The Antitrust Division of the Department of Justice (“DOJ”) has released an updated Merger Remedies Manual (the “2020 Manual”), setting out the DOJ’s framework for approaching remedies designed to preserve competition in merger cases. The 2020 Manual emphasizes the DOJ’s preference for structural remedies in both horizontal and vertical merger cases, but provides a narrow pathway for behavioral remedies and hybrid approaches. The 2020 Manual also sets out the DOJ’s expectations for consent decrees to improve their effectiveness and the DOJ’s ability to enforce them.
- Key takeaways
- In depth
The 2020 Manual represents an explicit shift toward structural remedies and away from conduct remedies. The DOJ has long preferred structural remedies above conduct remedies, but previously had accepted conduct remedies as effective means to address specific competitive concerns, particularly in vertical mergers. The 2020 Manual further limits the circumstances where the DOJ will consider accepting a conduct remedy.
The Manual includes several key principles for an effective merger remedy—in both horizontal and vertical cases:
- Structural remedies are strongly preferred over conduct remedies, which will be accepted only in limited circumstances.
- Remedies must preserve competition, not favor any particular competitor.
- Avoid ongoing government oversight or involvement.
- Merging parties, not consumers, must assume any risk of an ineffective remedy.
- DOJ will continue to scrutinize closely the competency and financial wherewithal of prospective purchasers to enhance the likelihood of an effective remedy.
Structural v. Conduct Remedies
The DOJ recently repealed the prior version of the Manual (issued in 2011) and re-instated an earlier version (issued in 2004) in the interim.
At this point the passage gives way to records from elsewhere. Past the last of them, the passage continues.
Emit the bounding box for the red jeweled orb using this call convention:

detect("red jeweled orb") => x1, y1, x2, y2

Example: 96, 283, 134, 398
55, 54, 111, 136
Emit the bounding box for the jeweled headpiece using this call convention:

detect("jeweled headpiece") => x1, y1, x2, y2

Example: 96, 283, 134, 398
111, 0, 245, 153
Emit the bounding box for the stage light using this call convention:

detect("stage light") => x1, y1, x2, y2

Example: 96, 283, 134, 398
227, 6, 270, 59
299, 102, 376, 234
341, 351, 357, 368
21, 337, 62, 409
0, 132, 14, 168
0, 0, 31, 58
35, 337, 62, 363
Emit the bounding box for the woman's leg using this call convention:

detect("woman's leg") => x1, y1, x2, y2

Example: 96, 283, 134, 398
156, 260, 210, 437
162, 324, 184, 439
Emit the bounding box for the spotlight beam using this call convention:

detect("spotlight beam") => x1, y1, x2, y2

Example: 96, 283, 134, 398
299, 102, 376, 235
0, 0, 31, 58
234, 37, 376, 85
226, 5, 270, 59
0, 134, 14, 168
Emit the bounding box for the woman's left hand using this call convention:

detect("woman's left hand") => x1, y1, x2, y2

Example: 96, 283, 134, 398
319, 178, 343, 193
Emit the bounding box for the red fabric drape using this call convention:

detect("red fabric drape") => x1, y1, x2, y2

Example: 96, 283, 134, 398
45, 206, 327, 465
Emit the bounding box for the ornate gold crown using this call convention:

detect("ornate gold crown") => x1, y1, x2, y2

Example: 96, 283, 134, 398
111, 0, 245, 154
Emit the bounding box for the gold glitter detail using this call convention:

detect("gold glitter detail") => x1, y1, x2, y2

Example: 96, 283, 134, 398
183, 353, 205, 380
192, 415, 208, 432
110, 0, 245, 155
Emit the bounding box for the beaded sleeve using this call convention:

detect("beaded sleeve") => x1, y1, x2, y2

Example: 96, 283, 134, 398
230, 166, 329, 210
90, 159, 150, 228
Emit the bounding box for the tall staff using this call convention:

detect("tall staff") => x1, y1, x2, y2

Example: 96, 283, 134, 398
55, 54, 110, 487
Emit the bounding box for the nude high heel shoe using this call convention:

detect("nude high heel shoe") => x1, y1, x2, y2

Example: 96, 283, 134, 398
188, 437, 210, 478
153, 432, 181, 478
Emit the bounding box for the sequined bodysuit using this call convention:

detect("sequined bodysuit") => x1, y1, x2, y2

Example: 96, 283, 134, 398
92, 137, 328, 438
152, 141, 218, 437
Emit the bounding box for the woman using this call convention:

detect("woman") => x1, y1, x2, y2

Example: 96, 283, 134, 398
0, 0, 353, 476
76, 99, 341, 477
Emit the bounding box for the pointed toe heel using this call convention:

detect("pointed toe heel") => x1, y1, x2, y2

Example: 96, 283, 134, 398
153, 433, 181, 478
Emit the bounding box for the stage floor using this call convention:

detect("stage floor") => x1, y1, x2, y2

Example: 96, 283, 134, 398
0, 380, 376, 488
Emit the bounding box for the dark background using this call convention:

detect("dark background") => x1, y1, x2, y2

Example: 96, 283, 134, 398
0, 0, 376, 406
Assistant Attorney General Makan Delrahim of the DOJ’s Antitrust Division has been an outspoken critic of behavioral remedies, and the prior edition of the Manual was perceived as too permissive toward this sort of relief in merger cases.
The 2020 Manual emphasizes that “structural remedies are strongly preferred in horizontal and vertical merger cases because they are clean, certain, effective, and avoid ongoing government entanglement in the market.”
The 2020 Manual does, however, allow for “limited circumstances … when conduct remedies may be appropriate.” The two circumstances described are: (i) to facilitate structural relief (i.e., hybrid remedies); and (ii) stand-alone conduct relief.
Of the two circumstances, the DOJ clearly prefers conduct remedies that facilitate hybrid remedies. Here, the DOJ describes how temporary supply agreements, limitations on hiring or re-hiring personnel, and firewall provisions can be used to allow a structural remedy to come into full effect.
With respect to stand-alone conduct remedies, the 2020 Manual includes a four-part test, stating that such relief “is appropriate only when the parties prove: (i) a transaction generates significant efficiencies that cannot be achieved without the merger; (ii) a structural remedy is not possible; (iii) the conduct remedy will completely cure the anticompetitive harm; and (iv) the remedy can be enforced effectively.” Here, the DOJ focuses on whether any structural remedy would come at the cost of significant and cognizable efficiencies, and the potential cost of monitoring and enforcing a conduct remedy.
Consent Decree Provisions
The 2020 Manual also gives significant attention to consent decrees, stating that merger remedies are effective only when properly implemented. The DOJ sets out in the 2020 Manual the importance of certain standard consent provisions that are designed to ensure proper implementation, including provisions governing the time by which the remedy must be fulfilled, those preventing the dissipation of assets before the sale, and those necessary to ensure that the remedy effectively preserves competition in the relevant market after the sale is complete.
Relatedly, in late August, the DOJ announced that it would create a new office focused on enforcement and compliance with consent decree provisions.
The 2020 Manual reflects a preference for the parties to identify a buyer upfront—i.e., prior to finalizing the consent order. In particular, this preference prevails when the divestiture consists primarily of intangible property, does not consist of a stand-alone business, or when identifying an acceptable buyer may be a challenge. The DOJ will closely scrutinize any prospective divestiture buyer to ensure that they possess the requisite competence and financial wherewithal to compete successfully in the market.
Companies pursuing strategic combinations that may create competitive concerns should consider early in the process how to structure potential remedies consistent with DOJ’s new guidance.